Obermayer German Jewish History Award
Barbara Staudacher und Heinz Högerle
Rexingen, Baden-Württemberg
Mancher Weg beginnt unerwartet. Bei Barbara Staudacher und Heinz Högerle stand am Anfang ihrer Reise in die deutsch-jüdische Geschichte der Umzug von Stuttgart ins Dorf Rexingen im Jahr 1999. Auf einem Hügel in der Nähe ihres Hauses entdeckten sie eines Tages den jüdischen Friedhof. Mit seinen etwa 1.000 Grabsteinen "gehört der Friedhof zu den größten in Baden-Württemberg", erklärt die 67-jährige Staudacher. "Unser Interesse war geweckt."

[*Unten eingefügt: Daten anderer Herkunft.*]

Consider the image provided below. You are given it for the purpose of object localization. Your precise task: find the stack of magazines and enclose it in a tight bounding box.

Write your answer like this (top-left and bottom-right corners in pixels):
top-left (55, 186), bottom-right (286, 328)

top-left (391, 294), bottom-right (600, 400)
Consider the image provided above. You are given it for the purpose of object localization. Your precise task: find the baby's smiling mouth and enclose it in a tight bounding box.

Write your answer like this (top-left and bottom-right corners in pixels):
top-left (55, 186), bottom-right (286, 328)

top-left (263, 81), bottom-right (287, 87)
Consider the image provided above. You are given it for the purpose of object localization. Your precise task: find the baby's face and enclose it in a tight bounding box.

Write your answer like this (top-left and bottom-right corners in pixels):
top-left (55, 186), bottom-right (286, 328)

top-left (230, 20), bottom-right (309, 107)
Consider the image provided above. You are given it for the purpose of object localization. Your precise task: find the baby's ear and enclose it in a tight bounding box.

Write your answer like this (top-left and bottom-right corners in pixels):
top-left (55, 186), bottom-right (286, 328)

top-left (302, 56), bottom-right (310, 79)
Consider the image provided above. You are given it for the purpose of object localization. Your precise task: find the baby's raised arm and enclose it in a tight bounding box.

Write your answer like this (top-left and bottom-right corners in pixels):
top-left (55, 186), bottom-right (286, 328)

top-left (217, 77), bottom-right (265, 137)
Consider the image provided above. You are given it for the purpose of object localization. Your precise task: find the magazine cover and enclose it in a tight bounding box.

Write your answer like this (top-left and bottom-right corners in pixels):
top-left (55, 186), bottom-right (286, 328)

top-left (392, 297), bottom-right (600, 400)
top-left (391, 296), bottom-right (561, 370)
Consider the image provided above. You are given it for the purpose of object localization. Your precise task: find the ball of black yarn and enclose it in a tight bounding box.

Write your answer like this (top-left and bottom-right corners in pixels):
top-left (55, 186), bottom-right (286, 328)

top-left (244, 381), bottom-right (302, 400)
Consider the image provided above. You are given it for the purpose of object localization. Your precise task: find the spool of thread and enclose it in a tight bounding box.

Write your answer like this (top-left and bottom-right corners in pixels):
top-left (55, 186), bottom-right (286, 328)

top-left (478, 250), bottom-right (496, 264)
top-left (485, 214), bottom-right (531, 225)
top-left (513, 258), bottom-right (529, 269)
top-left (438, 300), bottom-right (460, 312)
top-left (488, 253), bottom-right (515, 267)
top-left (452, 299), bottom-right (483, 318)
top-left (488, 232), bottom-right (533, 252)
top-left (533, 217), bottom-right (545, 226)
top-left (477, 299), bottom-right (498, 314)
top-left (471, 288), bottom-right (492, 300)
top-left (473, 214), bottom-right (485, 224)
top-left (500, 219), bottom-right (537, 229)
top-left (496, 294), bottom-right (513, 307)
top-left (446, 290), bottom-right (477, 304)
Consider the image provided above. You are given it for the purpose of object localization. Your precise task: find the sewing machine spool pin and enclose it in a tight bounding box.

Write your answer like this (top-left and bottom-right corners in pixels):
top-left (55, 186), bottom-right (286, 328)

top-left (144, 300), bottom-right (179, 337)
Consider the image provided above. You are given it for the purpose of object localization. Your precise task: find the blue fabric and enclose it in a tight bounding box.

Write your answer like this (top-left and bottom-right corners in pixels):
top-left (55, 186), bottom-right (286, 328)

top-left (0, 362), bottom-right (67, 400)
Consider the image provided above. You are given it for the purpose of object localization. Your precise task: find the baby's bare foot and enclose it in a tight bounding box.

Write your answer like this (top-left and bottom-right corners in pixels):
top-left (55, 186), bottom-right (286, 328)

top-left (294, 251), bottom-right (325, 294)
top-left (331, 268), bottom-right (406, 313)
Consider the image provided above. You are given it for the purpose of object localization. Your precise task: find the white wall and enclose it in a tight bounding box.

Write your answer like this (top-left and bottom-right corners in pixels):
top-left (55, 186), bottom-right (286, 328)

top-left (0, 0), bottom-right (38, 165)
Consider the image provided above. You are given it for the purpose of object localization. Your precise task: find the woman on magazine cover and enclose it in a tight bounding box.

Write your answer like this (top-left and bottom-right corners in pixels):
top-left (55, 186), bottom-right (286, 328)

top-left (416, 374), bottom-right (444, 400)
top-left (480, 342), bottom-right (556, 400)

In der Folge tauchte das Paar - eine ehemalige Buchhändlerin und ein Verleger - mit vereinten Kräften tief in die jüdische Geschichte ihres Ortes ein und veröffentlichte Bücher und andere Schriften über das einstige jüdische Leben in Rexingen. Ihre fundierte Arbeit trägt zur Bewahrung der Geschichte bei und stellt die Verbindung ehemaliger Rexinger zur Vergangenheit ihrer Familien her.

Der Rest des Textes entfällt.